PENN Sells Barstool Sports for $1: Q2 2023 Earnings Call Summary

PENN sells Barstool Sports back to Dave Portnoy for $1 and inks a $2B sports betting deal with ESPN.

10 months ago   •   4 min read


PENN Entertainment ($PENN) had a big day in the news, with multiple articles highlighting its second-quarter earnings and revenue beating estimates, as well as its partnership with Disney's ESPN to enter the sports betting market.

The company also announced they're selling BarStool Sports back to back Dave Portnoy got it back for $1 as part of the ESPN deal, which they paid some $550 million for 3.5 years ago...not a bad deal for Barstool.

The company's stock surged following the $2 billion deal, which includes rebranding and relaunching its sportsbook as ESPN Bet. The partnership has drawn both praise and criticism, with some analysts concerned about potential conflicts of interest.

PENN Q2 2023 Earnings Call Summary

The following summary is from our Earnings Call Assistant, which you can learn more about here.

PENN sells Barstool Sports back to Dave Portnoy for $1

PENN Entertainment has sold Barstool Sports back to its founder, Dave Portnoy, to focus on the partnership with ESPN.

As part of this transaction, we are selling Barstool Sports back to its founder, Dave Portnoy. Dave, Erika, Big Cat and everyone at Barstool have been great to work with over the last 3.5 years and were the ideal partners to help us launch and rapidly scale our digital footprint across 16 jurisdictions in the U.S.
With the sale, Barstool will now be able to return to what it does best: provide unique and authentic entertainment content to their loyal fan base, without the restrictions and guardrails that come from being owned by a publicly traded, licensed, regulated gaming company. - Jay Snowden


PENN Entertainment announces a long-term agreement with ESPN for U.S. online sports betting:

"We look forward to combining PENN’s operational expertise, proprietary tech stack, expansive market access, and rapidly growing PENN Play database with ESPN's reach within the world of sports." - Jay Snowden

Jay Snowden highlighted the complementary nature of the partnership with ESPN, emphasizing the strength of the ESPN brand and the appeal it will have to a wide audience.

"With this deal, ESPN now becomes a highly aligned long-term strategic partner for PENN." - Jay Snowden

Snowden discussed the promotional spend and marketing strategy for the launch of ESPN Bet, stating that the majority of promotional expenses will occur in Q4 2021 and Q1 2022, with a focus on big sporting events like the NFL playoffs and March Madness.

"As you think about it, there’s going to be – that’s where the lion’s share of your promotional expense is going to be as you’re bringing a lot of new people into the ecosystem with the first-time deposit match and the like." - Jay Snowden

Snowden addressed concerns about market share and stated that the exclusive, ESPN-branded, fully integrated partnership. The CEO mentioned that they will not provide a specific market share threshold for terminating the agreement, but they have no intention of being 4% or 5% market share players. They expect to be within the range provided in their investor presentation.

"We’re not doing this deal to be 4% or 5% market share players. That’s not going to be acceptable for us. It’s not going to be acceptable for ESPN." - Jay Snowden, CEO

The company plans to offer iGaming within the ESPN Bet sports betting platform in states where online casino is legal. They believe multiple brands are needed for online casino and are focusing on the Hollywood brand.

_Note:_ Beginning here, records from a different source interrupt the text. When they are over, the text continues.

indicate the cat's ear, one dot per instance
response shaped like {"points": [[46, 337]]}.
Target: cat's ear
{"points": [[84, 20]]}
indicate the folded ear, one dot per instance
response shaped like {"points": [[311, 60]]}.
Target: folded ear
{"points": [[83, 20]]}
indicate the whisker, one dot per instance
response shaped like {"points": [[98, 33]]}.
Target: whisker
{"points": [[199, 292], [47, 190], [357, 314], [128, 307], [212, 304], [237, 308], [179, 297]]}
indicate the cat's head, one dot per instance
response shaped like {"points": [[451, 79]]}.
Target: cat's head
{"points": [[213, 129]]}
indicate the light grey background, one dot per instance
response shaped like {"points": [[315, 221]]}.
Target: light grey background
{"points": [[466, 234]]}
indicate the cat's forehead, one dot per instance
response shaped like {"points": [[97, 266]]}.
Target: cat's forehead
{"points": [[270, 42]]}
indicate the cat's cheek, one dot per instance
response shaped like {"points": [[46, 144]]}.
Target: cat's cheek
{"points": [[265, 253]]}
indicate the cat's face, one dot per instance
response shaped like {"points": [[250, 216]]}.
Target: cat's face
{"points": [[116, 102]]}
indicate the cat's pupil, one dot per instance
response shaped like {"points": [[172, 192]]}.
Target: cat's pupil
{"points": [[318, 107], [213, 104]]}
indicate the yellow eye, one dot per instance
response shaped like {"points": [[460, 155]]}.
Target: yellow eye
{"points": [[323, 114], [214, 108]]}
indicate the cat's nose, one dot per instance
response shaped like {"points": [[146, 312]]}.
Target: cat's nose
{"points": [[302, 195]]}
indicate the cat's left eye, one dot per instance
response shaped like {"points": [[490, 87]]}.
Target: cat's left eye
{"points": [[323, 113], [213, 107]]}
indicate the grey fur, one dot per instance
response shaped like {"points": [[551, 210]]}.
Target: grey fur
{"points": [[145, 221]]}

"We will have a Hollywood-branded iCasino offering within the ESPN Bet sports betting offering and platform in all states where online casino is legal." - Jay Snowden, CEO

Snowden mentioned that Penn owns the customers in the ESPN Bet ecosystem and that responsible gaming measures will be implemented.

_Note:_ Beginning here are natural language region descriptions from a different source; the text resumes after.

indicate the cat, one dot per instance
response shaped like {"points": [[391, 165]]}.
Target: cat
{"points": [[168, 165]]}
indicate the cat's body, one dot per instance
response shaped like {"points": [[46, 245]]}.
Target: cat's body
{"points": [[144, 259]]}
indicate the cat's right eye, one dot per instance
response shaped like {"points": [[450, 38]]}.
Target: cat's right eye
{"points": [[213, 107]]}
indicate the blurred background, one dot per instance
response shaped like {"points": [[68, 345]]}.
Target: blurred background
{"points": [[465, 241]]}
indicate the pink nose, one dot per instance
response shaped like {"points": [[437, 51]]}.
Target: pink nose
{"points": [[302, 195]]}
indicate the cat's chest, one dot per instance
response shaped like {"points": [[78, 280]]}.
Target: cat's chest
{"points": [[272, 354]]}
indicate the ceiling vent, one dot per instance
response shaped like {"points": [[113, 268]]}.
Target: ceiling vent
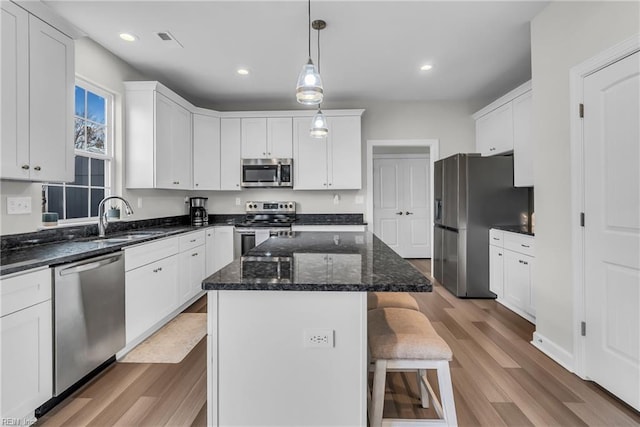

"Anyone who is in the ESPN Bet, specifically the ESPN Bet ecosystem, is owned by PENN...We feel like we’ve got a path forward and a road map on how to market to the database in a very responsible way." - Jay Snowden

The executives expressed confidence in sustaining current profit margins, citing the rationality of labor and marketing expenses in the industry and the positive impact of technology enhancements.

"We’re very comfortable as we move forward with those being the two expense drivers that we’re in a good place. And then with our technology enhancements, we think that will continue to add to our margin profile." - Todd George


Please note this pages serves informational purposes only and does not constitute as financial advice, always use your own judgement and due diligence. The financial data and insights provided uses OpenAI's GPT API and are derived from a variety of sources which are believed to be reliable. However, we do not warrant the accuracy or completeness of this data, and the data should not be relied upon as such. All the financial data and insights are provided "as is", without warranty of any kind, either express or implied.